現役生活で思い出に残っている試合について聞かれ、小雪は「紅絹さんと戦わせていただいた時のタイトルマッチが自分の中で印象に残っていて。その試合が自分をすごく強くしてくれましたし、肉体的にとか技術的にっていう部分だけじゃなくて、精神的にも成長できた一戦だったなっていう面で、すごく思い出に残ってます」と答えた。
「やり残したことはないですか?」という質問に、小雪は「やっぱり『世界タイトルを取ります』って発言したにも関わらず、それを成し遂げずにこういう決断をするっていうところが、やっぱり一つやり残したというか。それが自分の中で引っかかってて。『本当にやめていいのかな?』とか、やめた後にそれを成し遂げなかったことをすごく後悔するんじゃないかなっていう思いもあったんですけど。

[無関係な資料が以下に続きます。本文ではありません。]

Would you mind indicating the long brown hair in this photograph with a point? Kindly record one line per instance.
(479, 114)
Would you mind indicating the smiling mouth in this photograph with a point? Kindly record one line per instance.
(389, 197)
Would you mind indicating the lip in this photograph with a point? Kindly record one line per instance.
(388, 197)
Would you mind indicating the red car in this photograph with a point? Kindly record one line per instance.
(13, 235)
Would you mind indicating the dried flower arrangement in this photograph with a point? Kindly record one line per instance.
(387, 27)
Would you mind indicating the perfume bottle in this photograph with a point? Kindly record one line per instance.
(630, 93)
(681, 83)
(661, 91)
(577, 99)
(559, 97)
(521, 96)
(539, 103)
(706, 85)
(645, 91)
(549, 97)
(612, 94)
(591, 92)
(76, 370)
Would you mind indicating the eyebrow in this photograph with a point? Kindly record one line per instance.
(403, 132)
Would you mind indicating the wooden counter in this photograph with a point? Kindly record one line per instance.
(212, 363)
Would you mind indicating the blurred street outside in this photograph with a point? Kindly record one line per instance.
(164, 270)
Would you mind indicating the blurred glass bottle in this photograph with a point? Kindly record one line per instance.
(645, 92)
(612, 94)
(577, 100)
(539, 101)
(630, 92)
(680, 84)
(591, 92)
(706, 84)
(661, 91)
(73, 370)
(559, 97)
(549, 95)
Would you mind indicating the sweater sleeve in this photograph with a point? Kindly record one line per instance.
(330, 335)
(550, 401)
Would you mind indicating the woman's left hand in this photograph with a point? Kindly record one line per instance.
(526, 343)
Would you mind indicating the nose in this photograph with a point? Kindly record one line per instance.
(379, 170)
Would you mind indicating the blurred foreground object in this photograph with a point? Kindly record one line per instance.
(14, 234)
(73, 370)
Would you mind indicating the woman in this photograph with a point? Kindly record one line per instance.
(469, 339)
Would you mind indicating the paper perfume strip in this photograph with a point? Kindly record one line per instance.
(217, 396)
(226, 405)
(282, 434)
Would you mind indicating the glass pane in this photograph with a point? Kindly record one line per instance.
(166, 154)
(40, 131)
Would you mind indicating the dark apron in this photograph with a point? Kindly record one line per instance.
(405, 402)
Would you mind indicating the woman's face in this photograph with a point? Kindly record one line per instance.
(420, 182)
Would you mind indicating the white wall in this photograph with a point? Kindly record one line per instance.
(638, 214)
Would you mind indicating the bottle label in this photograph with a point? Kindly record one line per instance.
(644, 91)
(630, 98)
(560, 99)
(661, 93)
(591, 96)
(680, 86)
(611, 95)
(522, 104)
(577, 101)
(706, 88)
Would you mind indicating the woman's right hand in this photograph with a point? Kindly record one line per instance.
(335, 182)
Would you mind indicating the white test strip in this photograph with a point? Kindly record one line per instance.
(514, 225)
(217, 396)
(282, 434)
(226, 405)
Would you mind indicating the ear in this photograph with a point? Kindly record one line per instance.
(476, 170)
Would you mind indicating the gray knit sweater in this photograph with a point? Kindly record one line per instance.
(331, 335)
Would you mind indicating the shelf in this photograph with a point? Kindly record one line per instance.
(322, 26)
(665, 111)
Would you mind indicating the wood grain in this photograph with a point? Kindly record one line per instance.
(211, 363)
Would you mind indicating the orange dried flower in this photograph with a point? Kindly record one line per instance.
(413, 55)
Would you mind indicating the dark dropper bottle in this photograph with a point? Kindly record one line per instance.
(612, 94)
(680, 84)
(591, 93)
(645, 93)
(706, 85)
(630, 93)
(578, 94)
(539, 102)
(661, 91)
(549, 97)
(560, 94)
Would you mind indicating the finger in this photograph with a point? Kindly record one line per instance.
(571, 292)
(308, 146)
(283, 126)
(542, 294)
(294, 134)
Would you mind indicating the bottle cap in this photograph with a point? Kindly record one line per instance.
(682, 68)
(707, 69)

でもそれ以上に自分がやっぱり今やりたいことは違うことなのかなっていう風にも思ったし。例えばですけど、余命があと1年ですってなったとして、もし自分は格闘技をして世界タイトルを取るのか、海外に行っていろんな景色を見るのかどっちかしか選べないってなったら、私は海外に行く選択肢をするなっていう風に思ったので。この選択をして良かったなと思えるような人生を歩んでいきたいなと思ってます」と答えた。
「格闘技からはもう完全に距離を離れる?」という質問に、小雪は「ワーキングホリデーに行ってる期間とかは、少なくともそうなってしまうとは思うんですけど。でもやっぱり運動することとか好きなので、趣味程度に体を動かしたりしようかなとは思ってます」と答えた。
RISEの伊藤隆代表は小雪の引退について「まだ22歳で非常に若いですけども。国内アトム級を無双していただけに、非常に私は残念だと思うんですけども、本人が決めたことなので。第2の人生をしっかり送り出したいと思います」とコメントした。「伊藤代表に伝えた際には、止められたりはしなかったですか?」という質問に、小雪も「そうですね。止められたりはしなくて、すごい背中を押してくれて、『頑張ってね』って、おっしゃっていただきました」と答えている。
小雪の引退式は12月14日のRISE 194後楽園ホール大会で行われる。小雪不在の間、RISE QUEENアトム級王座決定トーナメントが行われていた。その決勝はRISE 194で行われ、小雪の先輩の平岡琴と、team VASILEUSの5戦全勝の新鋭・島田知佳の間で争われる。